According to The Blaze, a 2008 study estimated the cost of damage due to a direct hit by a solar flare at $1-2 trillion, compared to Hurricane Katrina that cost $125 billion. The massive cost arises from the fact that in the early 21st century, our daily lives are closely tied to the continued function of power and satellite systems. According to Dr Michio Kaku, a member of the American Physical Society (APS), “Solar flares are like bullets fired into space, so far we've dodged the bullets.”
Scientists point to "The Carrington Event," named after British astronomer Richard Carrington, who observed it. The Carrington Event was a major solar flare that hit the Earth in 1859, shortly after the Sun reached solar maximum at a time in which the telegraph provided the only advanced global communication system. According NOAA, the surge of geomagnetic storm that hit the Earth after the solar eruption disrupted telegraph systems worldwide. The flare was accompanied by a coronal mass ejection (CME) that sent out charged particles which reached the atmosphere only 18 hours after the ejection.

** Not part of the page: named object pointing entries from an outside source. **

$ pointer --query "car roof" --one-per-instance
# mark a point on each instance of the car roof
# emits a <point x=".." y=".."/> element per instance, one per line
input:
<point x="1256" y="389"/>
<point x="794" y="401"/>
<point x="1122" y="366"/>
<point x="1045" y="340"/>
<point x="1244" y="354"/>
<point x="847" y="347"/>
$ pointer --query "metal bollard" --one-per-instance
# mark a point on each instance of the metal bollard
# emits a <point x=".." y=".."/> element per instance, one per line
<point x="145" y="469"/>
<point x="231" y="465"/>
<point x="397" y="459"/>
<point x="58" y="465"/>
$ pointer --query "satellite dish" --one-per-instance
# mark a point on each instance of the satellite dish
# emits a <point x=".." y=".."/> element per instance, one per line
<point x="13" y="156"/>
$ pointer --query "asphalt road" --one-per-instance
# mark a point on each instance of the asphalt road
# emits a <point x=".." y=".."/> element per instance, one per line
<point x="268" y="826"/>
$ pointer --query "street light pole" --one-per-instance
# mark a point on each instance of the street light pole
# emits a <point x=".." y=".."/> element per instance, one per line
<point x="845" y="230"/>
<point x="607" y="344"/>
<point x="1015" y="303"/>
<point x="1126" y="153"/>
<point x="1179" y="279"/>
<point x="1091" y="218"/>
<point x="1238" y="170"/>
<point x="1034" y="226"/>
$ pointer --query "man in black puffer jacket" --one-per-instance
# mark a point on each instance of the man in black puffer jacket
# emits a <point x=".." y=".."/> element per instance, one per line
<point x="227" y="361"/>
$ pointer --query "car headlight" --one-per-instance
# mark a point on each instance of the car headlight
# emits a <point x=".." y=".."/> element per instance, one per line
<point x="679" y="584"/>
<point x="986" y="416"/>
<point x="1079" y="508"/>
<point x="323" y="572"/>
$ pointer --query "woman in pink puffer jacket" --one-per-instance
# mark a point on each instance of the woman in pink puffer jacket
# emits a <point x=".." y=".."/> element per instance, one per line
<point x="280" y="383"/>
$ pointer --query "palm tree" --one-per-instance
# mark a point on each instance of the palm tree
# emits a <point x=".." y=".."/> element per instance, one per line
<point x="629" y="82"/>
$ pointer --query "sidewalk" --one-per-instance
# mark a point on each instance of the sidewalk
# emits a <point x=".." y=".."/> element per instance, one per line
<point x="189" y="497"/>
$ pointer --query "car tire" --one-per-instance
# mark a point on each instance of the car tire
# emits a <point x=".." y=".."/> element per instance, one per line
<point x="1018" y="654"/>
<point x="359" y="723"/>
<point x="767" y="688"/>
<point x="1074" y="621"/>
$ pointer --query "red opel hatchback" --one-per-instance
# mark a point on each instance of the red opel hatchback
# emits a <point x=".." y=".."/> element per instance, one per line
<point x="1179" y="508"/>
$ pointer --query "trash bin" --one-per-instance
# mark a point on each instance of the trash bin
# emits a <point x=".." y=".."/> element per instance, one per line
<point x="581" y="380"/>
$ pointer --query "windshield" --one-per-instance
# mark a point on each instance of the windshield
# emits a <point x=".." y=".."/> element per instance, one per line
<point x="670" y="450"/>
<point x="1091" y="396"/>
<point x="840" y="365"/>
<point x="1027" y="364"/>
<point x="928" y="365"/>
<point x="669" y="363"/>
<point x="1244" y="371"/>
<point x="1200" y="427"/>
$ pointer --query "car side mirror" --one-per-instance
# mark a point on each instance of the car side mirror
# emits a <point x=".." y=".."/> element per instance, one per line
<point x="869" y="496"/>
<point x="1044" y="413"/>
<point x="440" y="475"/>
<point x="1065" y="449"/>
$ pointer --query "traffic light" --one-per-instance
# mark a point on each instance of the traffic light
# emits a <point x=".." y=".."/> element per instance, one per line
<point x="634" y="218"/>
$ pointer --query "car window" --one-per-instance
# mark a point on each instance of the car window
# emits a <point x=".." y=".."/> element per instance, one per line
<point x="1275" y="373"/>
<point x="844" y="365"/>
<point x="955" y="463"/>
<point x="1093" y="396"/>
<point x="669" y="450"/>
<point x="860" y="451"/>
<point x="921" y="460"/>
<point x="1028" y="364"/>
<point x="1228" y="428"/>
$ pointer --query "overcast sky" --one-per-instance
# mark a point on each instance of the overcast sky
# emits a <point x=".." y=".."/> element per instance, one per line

According to physicist John Millis, in the event of a major solar flare that hits the Earth directly during the 2013 solar maximum, the sudden flux in charged particles would have an adverse effect on our electrical systems, including the entire grid system. According to Millis, the effect of a major solar flare could be devastating and it could take months to repair. That could result in a power outage lasting several months.
Dr Kaku warned that there is need to prepare for a major solar flare that could hit global communication and power systems. According to APS experts, an investment of $300 million is sufficient to insulate the US power infrastructure and protect it from the effect of a major flare.
The Blaze reports that last year, a group of physicists from the APS spoke to the Congress, proposing measures to insulate the US power grid, but their proposal was rejected.
Some of the scientists even speculated that a large solar hit could lead to societal breakdown. Food and medicine in short supply could lead to food riots within days of an outage.